Furthermore, behavioral cross-sensitization, which is the augmentation that occurs when pretreatment with one stimulant leads to greater sensitivity to another stimulant, has been established between psychostimulants, including between cocaine and amphetamine [35], methylphenidate and amphetamine [36], and methylphenidate and cocaine [37]. Kalivas et al. [27], Itzhak et al. [38], and Achat-Mendes et al. [39] reported that repeated MDMA treatment prior to cocaine resulted in an elevated behavioral response to cocaine. Pre-exposure to MDMA, therefore, may induce a cross-sensitized response to other psychostimulants such as amphetamine and methylphenidate.

The present study examined the acute and chronic dose-response characteristics on locomotor activity in adult male Sprague-Dawley rats following MDMA and subsequently further re-challenged with amphetamine or methylphenidate. This was done to determine whether MDMA can elicit behavioral sensitization as well as to cross-sensitize with other psychostimulants. A sensitized and/or cross-sensitized response could prove invaluable in determining the potential of MDMA to elicit dependence/addiction [40] and increased susceptibility to abuse of other addictive psychostimulants [27, 41].

Results

Controls

In general, saline injections slightly increased locomotor activity during the first 10-minutes post-injection and returned to baseline and remained stable during the entire recording session. Figure 1 shows the activity following 2 consecutive saline injections (experimental days 1 and 2) and demonstrates that activity measured on these two days is similar. Therefore, any changes in locomotor activity recorded that deviate from saline group values obtained on experimental day 2 following MDMA treatment is recognized as an effect of the drug treatment. Previous time control experiments performed by this laboratory on rats given daily saline injections for 42 days have exhibited stable and similar baseline locomotor activity over the course of experiments [42].

Figure 1
figure 1

summarizes the experiments measuring acute dose-response to MDMA (2.5, 5.0, and 10.0 mg/kg, i.p.) for the HA, TD, VA, and NOS locomotor indices. The values are presented as the mean ± S.E.M. *, ‡, and ▲ are for significant differences compared to experimental day 2 saline, 2.5 mg/kg MDMA, and 5.0 mg/kg MDMA, respectively (p < 0.05).

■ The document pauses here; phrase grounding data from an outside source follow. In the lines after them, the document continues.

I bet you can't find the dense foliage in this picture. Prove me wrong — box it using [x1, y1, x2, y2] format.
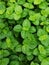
[0, 0, 49, 65]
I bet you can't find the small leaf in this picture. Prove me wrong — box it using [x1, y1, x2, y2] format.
[38, 45, 46, 56]
[15, 4, 22, 15]
[23, 2, 34, 9]
[27, 55, 34, 61]
[34, 0, 44, 5]
[0, 2, 5, 14]
[22, 19, 31, 31]
[39, 2, 48, 9]
[10, 60, 20, 65]
[29, 26, 36, 33]
[9, 0, 16, 2]
[17, 0, 25, 5]
[15, 44, 22, 52]
[14, 13, 21, 20]
[0, 58, 9, 65]
[13, 25, 22, 32]
[27, 0, 34, 3]
[41, 57, 49, 65]
[33, 48, 39, 56]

Dose-response effects of acute (single-injection) MDMA administration

The general effects of MDMA were dose-dependent increases in locomotor activity across the indices measured. The lowest dose of MDMA (2.5 mg/kg on experimental day 2), however, showed no effects on any of the locomotor indices studied versus animals given saline. Rats given 5.0 mg/kg MDMA on experimental day 2 (Fig. 1) showed trends of increases in HA, TD, VA and NOS, but only the increases in the HA and NOS indices were significant (p < 0.05) compared to animals given 2.5 mg/kg or saline. Animals injected with 10.0 mg/kg MDMA showed a significant (p < 0.05) increase in all four locomotor indices (HA, TD, VA, and NOS) when compared to the saline or to 2.5 mg/kg MDMA groups. Animals receiving 10.0 mg/kg MDMA also had significantly (p < 0.05) higher activity than animals receiving 5.0 mg/kg across the HA, TD, and NOS indices.

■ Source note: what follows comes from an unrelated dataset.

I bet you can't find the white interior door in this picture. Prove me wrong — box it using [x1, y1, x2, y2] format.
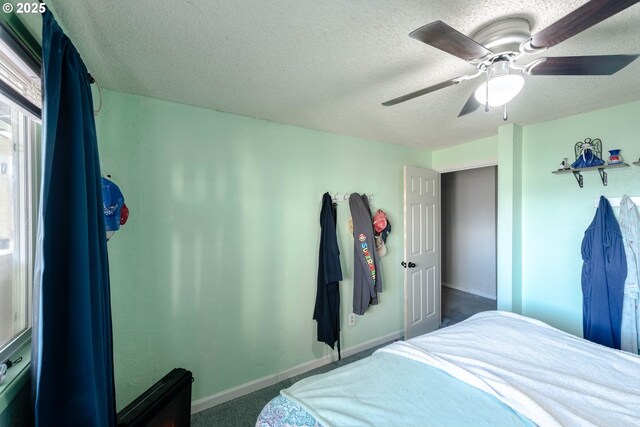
[403, 165, 440, 340]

Dose-response effects of chronic (multiple-injection) MDMA administration

The total 2-h locomotor activity obtained on experimental days 1, 2, 7, 13 and 38 for the four indices is summarized in figure 2. Saline injections (Fig. 2) had no effect on locomotion and were similar for all the indices (HA, TD, VA, and NOS) studied. The effect of 6 consecutive daily MDMA exhibit similar locomotor activity, i.e. the initial response to MDMA on experimental day 2 was similar to experimental day 7. However, after 5 days of washout (experimental day 13), animals treated with 2.5 mg/kg (i.e., experimental day 13) MDMA showed a significant increase in locomotor activity across all four locomotor indices when compared with experimental day 2. This significant increase in locomotion expresses behavioral sensitization. These same animals, however, showed no significant change in response to 2.5 mg/kg, i.p, MDMA on experimental day 38; i.e., the repetitive treatment of 2.5 mg/kg MDMA elicited sensitization of a transient nature (Fig. 2). Animals treated with 5.0 mg/kg MDMA showed significant increases in locomotor activity on experimental day 13 across the HA, TD, and NOS indices. After 25 days of washout (on experimental day 38), animals re-challenged with 5.0 mg/kg exhibited sensitization across the HA, VA and NOS indices. The locomotor sensitization elicited by the 5.0 mg/kg dose thus persisted for a longer period of time than that of the 2.5 mg/kg dose. In animals injected with 10.0 mg/kg MDMA, the initial high dose elicited a robust increase in locomotor activity, but only the HA and VA indices exhibited sensitization on experimental day 13 and again (25 days later) on experimental day 38 (Figure 2).

Figure 2
figure 2

summarizes the experiments measuring the chronic dose-response to MDMA (2.5, 5.0, and 10.0 mg/kg, i.p.) for the HA, TD, VA, and NOS locomotor indices. The values are presented as the mean ± S.E.M. Significance is determined by comparing activity counts to Day 2 (saline day). *p < 0.05.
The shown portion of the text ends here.